Although there is nothing new about secret shopper scams or mystery shopper scams as they are sometimes called, they are scams that remain popular and  are still constantly finding new victims.   What is unusual about today’s version of the scam, which has been hitting the University of Nebraska at Omaha students and faculty is that it appears to come from a trusted staff member of the University.  The truth is that the scam email comes from the email account of a University staff member, but that is because the staff member’s email account was hacked and taken over by the scammer, which is a relatively simple thing to do.

When you answer an advertisement or an email to become a secret shopper, you are sent a bank check to deposit and use for your shopping.  You spend some of the money on the goods that you purchase which you are allowed to keep and also are directed to keep some of the balance of the check as payment for your services.   You are instructed to return the remaining funds by a wire transfer and report to the company about your shopping experience.  The problem is that the check is counterfeit, but the money you send by wire from your own bank account is legitimate and that money is gone from your bank account forever.  In the case of the University of Nebraska at Omaha secret shopper scam, a number of people have fallen for the scam and each of them has lost about $1,000 as a result of the scam.

TIP

Remember my motto, “trust me, you can’t trust anyone.”  Regardless of who it may appear has sent you and email or a text message, you can never be sure as to who is really sending you the communication so you should never provide personal information or send money in regard to an email or a text message until you have confirmed that it is legitimate.

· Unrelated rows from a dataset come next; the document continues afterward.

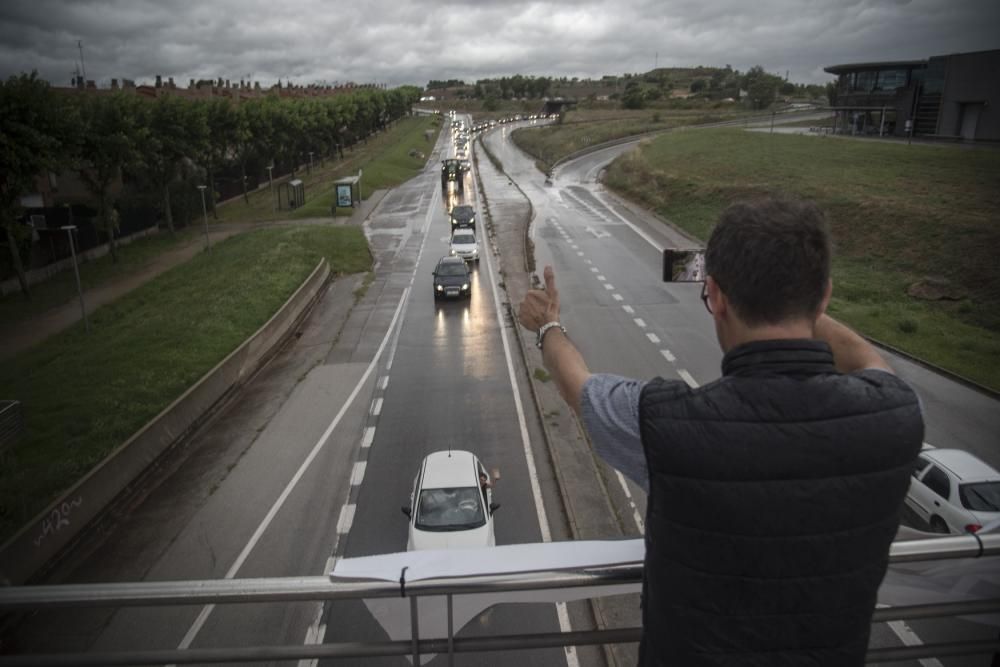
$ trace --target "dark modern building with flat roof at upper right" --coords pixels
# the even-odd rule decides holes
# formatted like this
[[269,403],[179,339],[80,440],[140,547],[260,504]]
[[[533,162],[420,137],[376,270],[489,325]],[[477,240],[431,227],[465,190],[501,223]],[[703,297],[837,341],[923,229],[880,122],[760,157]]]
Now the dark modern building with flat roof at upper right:
[[1000,141],[1000,49],[824,70],[838,133]]

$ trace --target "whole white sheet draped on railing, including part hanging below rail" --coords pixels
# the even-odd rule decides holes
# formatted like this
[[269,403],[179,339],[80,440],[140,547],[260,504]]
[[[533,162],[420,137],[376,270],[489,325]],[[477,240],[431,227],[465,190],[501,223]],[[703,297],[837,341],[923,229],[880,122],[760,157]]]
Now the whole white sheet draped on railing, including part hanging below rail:
[[[406,551],[403,553],[344,558],[330,572],[333,581],[398,582],[403,568],[406,581],[474,575],[505,575],[530,572],[566,572],[641,563],[646,549],[642,539],[582,540],[512,544],[482,549]],[[638,593],[641,585],[549,588],[505,593],[455,595],[452,602],[454,634],[493,605],[524,602],[570,602],[606,595]],[[408,598],[366,599],[365,606],[392,640],[410,639]],[[638,602],[636,603],[638,604]],[[444,595],[421,596],[417,600],[420,637],[448,636],[448,607]],[[421,656],[421,664],[434,655]]]

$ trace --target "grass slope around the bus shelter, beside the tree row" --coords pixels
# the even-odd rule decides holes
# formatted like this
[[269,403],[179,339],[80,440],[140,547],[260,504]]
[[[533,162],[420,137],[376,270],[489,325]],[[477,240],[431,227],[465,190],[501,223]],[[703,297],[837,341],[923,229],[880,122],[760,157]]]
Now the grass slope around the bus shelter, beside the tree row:
[[[369,137],[368,143],[359,143],[344,152],[343,160],[318,160],[308,171],[301,169],[295,177],[305,186],[306,203],[297,209],[273,210],[278,188],[284,188],[291,178],[275,180],[275,197],[264,187],[250,193],[249,203],[242,197],[219,207],[219,222],[258,222],[263,220],[297,220],[302,218],[330,217],[334,201],[333,182],[346,176],[355,176],[362,170],[361,196],[367,199],[374,190],[390,188],[412,178],[427,163],[427,156],[434,148],[441,119],[436,116],[410,116],[400,120],[386,132]],[[425,132],[431,130],[428,139]],[[410,155],[413,151],[414,155]],[[422,156],[422,157],[421,157]],[[284,196],[281,201],[285,202]],[[285,205],[285,204],[283,204]],[[349,208],[338,208],[338,215],[349,215]]]

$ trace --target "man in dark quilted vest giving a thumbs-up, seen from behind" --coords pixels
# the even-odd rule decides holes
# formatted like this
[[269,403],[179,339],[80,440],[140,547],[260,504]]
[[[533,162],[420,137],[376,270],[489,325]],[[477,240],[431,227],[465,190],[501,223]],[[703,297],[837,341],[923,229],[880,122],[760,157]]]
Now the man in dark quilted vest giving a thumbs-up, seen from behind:
[[861,665],[923,441],[913,390],[825,314],[810,203],[723,212],[702,300],[722,377],[591,374],[551,267],[521,304],[597,453],[647,493],[642,665]]

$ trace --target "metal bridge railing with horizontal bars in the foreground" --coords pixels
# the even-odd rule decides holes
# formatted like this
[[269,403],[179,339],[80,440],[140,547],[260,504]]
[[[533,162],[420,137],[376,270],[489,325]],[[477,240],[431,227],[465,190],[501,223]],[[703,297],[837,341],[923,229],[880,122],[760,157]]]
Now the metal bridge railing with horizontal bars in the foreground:
[[[963,535],[895,542],[890,563],[966,559],[1000,556],[1000,534]],[[237,646],[211,649],[120,651],[87,654],[25,654],[0,656],[0,666],[31,665],[162,665],[191,663],[314,660],[376,656],[420,656],[511,649],[535,649],[639,641],[639,627],[574,632],[527,633],[490,637],[457,638],[453,628],[455,596],[555,591],[639,585],[642,563],[627,562],[578,571],[476,574],[408,581],[334,581],[330,577],[280,577],[204,581],[164,581],[112,584],[17,586],[0,589],[0,610],[27,611],[55,607],[136,607],[192,604],[242,604],[255,602],[334,601],[377,598],[407,599],[411,636],[408,640],[350,642],[338,644]],[[447,637],[421,638],[417,600],[437,596],[445,599]],[[873,622],[915,620],[989,614],[1000,611],[1000,598],[963,602],[884,607],[875,610]],[[956,641],[898,648],[871,649],[867,662],[889,662],[952,655],[1000,652],[995,640]]]

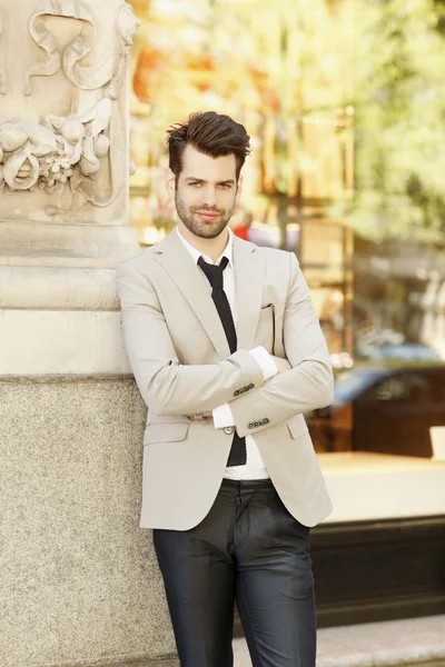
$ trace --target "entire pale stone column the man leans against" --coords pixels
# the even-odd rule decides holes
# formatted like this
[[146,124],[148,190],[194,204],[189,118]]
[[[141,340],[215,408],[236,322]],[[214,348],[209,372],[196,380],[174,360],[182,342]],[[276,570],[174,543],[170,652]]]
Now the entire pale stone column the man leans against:
[[120,334],[123,0],[0,0],[0,664],[172,664]]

As for secret shopper scams, one reason why this scam snares so many people is that there really are mystery shopping jobs although the actual number is quite few and they do not go looking for you.  If you want to find out if a mystery shopping company is legitimate, you can contact the MSPA-NA which is a trade organization of legitimate mystery shopping companies.  Their website is  http://www.mspa-na.org/ Other indications that you are involved with a scam is when you receive a check for more than what is owed you and you are asked to wire the difference back to the sender.  This is the basis of many scams.  Whenever you receive a check, wait for your bank to tell you that the check has fully cleared before you consider the funds as actually being in your account.  Don’t rely on provisional credit  which is given by your bank after a few days, but which can be rescinded once a check bounces and never accept a check for more than what is owed with the intention to send back the rest.  That is always a scam.  Also be wary whenever you are asked to wire funds because this is a common theme in many scams because it is difficult to trace and impossible to stop.